Kompleks karbonhidratlar
Mavi Bölge insanları karbonhidrat kısmaya yönelik bir beslenme şekli uygulamıyor. Hatta karbonhidratlar beslenmelerinde önemli bir yer tutuyor. Genellikle kompleks karbonhidratları tüketmeleri uzun ve sağlıklı yaşamalarının bir nedeni olarak gösteriliyor. Bu besinlere örnek olarak tam tahıllı gıdalar gösterilebiliyor. Bölge halkları tarafından sıkça tüketilen bir diğer kompleks karbonhidrat ise tatlı patates!
Fermente süt ürünleri
Mavi Bölge halkının süt ve süt ürünleri tüketimi de oldukça az. Genellikle süt ürünü tüketecekleri zaman tercihlerini fermente olanlardan yana kullanıyorlar. Laktik asit fermantasyonu sonucu elde ettikleri ev yapımı peynirleri sıklıkla tüketiyorlar. Yoğurt da Mavi bölgede yaşayanlar tarafından tüketilen bir fermente gıda.

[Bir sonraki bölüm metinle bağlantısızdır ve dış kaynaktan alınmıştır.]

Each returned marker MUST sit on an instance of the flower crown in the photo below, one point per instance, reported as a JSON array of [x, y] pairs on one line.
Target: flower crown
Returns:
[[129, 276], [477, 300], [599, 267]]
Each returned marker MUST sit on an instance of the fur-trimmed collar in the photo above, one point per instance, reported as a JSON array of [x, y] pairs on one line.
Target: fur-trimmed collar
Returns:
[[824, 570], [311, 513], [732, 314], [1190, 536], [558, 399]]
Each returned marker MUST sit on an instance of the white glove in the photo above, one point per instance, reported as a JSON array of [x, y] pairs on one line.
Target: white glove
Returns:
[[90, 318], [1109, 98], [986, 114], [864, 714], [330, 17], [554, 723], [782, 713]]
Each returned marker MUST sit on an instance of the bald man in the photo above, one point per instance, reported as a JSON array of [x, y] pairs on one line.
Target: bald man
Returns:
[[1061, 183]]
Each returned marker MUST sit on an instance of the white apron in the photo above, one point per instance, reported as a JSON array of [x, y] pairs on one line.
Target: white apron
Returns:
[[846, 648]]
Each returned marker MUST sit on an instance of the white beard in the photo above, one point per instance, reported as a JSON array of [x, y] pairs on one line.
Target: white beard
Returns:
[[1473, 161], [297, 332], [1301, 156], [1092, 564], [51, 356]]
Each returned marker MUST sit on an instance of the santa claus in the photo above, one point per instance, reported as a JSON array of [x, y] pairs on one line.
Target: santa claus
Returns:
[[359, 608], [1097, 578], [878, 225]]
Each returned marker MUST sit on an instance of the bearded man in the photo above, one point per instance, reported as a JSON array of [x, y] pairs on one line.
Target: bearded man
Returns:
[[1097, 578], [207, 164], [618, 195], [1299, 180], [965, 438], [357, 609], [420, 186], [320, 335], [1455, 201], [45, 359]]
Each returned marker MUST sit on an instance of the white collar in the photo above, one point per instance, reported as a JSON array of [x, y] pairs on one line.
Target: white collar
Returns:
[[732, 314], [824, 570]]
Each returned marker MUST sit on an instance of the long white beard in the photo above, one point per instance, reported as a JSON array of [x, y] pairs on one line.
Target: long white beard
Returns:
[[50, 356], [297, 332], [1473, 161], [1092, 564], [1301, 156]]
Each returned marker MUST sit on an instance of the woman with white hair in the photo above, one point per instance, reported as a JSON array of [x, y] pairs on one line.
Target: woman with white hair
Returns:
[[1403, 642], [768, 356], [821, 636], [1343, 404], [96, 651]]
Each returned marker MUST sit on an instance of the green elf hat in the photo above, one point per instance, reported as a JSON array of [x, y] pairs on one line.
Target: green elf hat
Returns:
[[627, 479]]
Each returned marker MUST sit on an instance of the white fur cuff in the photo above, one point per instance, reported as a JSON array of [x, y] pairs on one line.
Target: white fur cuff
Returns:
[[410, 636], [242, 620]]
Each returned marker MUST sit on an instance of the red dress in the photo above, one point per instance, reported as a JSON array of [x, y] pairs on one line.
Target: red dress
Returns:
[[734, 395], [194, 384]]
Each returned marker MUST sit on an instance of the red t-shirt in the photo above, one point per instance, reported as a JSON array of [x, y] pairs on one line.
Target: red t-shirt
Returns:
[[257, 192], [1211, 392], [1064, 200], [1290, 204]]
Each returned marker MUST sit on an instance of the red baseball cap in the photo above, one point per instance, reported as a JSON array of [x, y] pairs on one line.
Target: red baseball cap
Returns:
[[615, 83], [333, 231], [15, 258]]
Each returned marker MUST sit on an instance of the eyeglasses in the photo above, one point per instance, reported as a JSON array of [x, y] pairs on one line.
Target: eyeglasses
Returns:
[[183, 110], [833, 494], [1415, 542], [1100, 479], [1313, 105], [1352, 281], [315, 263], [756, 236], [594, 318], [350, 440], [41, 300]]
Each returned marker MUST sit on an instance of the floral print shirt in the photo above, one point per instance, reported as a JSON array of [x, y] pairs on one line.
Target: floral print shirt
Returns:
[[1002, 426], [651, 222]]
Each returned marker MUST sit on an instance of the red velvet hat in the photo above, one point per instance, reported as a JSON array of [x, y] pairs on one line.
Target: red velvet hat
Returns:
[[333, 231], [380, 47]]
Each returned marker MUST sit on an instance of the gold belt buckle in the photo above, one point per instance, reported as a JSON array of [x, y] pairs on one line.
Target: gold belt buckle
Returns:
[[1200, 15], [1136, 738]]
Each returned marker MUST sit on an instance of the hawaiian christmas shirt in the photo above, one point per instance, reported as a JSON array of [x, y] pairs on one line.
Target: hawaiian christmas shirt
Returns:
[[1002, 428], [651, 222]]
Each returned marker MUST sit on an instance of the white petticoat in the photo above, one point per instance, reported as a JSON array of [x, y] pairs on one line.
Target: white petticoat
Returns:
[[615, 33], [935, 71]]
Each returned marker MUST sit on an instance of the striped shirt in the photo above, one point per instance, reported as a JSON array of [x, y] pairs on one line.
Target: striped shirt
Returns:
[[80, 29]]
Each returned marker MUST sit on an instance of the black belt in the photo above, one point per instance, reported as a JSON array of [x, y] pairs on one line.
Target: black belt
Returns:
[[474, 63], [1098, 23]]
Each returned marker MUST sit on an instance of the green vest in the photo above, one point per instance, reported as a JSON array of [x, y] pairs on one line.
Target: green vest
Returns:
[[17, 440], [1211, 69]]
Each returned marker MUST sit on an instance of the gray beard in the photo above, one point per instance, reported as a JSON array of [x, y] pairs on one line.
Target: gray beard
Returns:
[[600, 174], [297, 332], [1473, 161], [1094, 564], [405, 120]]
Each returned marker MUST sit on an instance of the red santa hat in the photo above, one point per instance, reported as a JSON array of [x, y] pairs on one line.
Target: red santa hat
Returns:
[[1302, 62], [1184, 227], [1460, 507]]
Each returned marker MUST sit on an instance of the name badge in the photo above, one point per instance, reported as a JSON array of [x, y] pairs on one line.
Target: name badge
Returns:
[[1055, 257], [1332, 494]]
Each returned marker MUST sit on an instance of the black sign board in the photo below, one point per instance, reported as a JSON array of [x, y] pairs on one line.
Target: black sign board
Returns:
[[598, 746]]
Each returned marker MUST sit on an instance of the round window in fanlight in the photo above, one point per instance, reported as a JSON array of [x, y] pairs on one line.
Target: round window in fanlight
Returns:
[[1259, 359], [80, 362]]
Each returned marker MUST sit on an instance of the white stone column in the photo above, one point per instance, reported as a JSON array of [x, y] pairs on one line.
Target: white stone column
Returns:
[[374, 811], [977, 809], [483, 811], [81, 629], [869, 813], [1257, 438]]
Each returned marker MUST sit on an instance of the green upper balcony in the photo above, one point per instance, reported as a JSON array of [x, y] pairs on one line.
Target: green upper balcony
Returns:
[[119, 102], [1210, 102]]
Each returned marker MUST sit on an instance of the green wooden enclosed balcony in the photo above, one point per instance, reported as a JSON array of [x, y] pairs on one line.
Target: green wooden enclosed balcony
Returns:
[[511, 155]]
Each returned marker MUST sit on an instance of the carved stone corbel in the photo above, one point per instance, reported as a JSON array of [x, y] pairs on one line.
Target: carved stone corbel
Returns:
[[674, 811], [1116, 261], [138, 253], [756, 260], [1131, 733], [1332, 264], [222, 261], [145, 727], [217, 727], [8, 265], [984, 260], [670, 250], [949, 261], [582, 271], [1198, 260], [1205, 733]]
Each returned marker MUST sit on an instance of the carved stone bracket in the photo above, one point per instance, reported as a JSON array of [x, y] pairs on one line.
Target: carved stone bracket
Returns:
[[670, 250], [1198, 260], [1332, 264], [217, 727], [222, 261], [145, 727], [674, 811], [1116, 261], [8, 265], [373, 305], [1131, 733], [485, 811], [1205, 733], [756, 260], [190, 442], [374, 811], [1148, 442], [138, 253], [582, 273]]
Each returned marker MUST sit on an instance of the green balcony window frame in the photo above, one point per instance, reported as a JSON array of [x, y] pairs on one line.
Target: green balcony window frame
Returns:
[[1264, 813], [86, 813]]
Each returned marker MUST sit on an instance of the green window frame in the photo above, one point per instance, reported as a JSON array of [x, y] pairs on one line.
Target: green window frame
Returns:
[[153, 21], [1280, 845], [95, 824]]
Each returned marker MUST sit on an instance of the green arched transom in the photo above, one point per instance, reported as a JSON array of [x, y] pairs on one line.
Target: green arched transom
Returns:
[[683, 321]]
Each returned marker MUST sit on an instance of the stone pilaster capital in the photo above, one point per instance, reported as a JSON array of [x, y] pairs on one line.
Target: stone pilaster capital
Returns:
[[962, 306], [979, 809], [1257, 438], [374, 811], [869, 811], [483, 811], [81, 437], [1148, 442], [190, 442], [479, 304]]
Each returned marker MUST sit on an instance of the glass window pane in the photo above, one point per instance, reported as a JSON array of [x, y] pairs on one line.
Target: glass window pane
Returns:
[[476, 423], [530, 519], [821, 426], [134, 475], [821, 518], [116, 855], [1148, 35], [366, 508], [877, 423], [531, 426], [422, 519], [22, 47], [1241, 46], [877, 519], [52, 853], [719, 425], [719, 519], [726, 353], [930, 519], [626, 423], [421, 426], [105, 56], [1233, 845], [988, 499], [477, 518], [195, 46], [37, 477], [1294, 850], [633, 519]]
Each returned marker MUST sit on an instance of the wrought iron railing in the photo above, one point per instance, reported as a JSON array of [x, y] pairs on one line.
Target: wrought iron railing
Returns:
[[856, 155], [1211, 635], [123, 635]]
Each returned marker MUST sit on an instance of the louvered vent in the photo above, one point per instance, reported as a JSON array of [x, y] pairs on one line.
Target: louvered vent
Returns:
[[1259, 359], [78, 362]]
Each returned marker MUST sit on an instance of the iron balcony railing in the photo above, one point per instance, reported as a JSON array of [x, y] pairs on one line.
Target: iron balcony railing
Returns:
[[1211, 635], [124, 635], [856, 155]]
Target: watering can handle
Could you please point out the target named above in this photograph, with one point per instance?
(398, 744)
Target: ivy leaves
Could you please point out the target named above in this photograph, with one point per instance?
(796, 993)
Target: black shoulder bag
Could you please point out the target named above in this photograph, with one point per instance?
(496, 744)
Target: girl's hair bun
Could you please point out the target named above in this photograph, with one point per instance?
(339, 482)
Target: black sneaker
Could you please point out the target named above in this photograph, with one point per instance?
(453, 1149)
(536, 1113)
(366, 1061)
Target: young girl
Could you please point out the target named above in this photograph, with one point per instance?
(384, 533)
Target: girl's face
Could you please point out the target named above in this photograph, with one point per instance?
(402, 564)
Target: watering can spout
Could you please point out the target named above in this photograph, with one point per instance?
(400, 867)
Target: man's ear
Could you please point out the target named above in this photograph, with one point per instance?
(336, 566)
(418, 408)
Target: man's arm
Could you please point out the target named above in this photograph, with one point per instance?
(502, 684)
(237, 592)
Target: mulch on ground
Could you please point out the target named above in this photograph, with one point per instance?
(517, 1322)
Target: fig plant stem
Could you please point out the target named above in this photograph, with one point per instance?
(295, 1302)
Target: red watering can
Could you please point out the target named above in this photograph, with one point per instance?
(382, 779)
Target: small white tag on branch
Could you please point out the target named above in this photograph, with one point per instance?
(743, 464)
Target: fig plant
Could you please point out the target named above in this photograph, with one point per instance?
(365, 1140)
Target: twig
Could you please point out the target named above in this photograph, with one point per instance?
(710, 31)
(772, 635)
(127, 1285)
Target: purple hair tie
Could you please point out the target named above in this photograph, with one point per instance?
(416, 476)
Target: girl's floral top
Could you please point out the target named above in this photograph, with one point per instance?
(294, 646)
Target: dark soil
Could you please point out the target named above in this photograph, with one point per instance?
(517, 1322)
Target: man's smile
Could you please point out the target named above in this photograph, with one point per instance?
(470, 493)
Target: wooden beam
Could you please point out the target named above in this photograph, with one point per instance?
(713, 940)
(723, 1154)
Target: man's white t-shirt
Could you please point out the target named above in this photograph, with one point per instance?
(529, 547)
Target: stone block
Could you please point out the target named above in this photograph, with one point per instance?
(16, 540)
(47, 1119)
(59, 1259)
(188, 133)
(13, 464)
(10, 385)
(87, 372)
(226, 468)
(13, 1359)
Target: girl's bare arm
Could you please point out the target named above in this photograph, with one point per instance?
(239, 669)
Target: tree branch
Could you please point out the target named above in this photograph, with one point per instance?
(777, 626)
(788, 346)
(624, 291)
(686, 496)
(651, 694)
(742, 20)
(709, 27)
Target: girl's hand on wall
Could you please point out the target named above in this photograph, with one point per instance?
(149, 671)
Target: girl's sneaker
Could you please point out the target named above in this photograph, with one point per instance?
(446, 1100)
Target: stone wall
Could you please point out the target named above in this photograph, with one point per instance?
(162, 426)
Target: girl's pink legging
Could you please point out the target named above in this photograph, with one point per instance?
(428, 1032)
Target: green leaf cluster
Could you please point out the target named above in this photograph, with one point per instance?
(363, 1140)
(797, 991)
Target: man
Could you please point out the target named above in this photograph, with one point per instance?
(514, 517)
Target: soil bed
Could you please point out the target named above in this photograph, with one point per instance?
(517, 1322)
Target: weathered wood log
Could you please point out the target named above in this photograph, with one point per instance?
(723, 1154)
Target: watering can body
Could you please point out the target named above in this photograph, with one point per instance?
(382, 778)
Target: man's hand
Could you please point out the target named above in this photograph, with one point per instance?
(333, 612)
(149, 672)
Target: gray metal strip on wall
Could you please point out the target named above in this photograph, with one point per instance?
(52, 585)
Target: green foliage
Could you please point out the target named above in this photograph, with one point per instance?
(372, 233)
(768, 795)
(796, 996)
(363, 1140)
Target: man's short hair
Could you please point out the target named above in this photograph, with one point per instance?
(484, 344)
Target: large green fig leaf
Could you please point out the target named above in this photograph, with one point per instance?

Mavi Bölge diyeti neden uzun yaşam ile ilişkilendiriliyor?
Mavi Bölge diyetinin bağırsak sağlığını koruduğu için insan ömrü ve kalitesiyle ilişkisi olduğu belirtiliyor. Bu diyette sıkça tüketilen sebze, meyve ve kompleks karbonhidratlar günlük bazda alınan lif ve prebiyotik oranını epeyce yükseltiyor. Prebiyotikler, bağırsağın alt kısmında iyi bakterileri besleyerek vücuttaki mikrobiyom çeşitliliğini arttırıyor. Mavi Bölge diyetinde tüketilen fermente gıdalar vücuda probiyotik desteği de sağlıyor. Probiyotikler doğal peynir ve kefir gibi gıdalarda bol miktarda bulunuyor. Yararlı bakterilerin bağırsak içinde oluşmasına ve çoğalmasına destek veren prebiyotik ve probiyotikler bağırsak fonksiyonunu düzenleyerek sindirimin hızlanmasını sağlıyor. Aynı zamanda antienflamatuar proteinlerin (sitokin) üretimini destekleyerek enflamasyonun azalmasına yardımcı oluyor.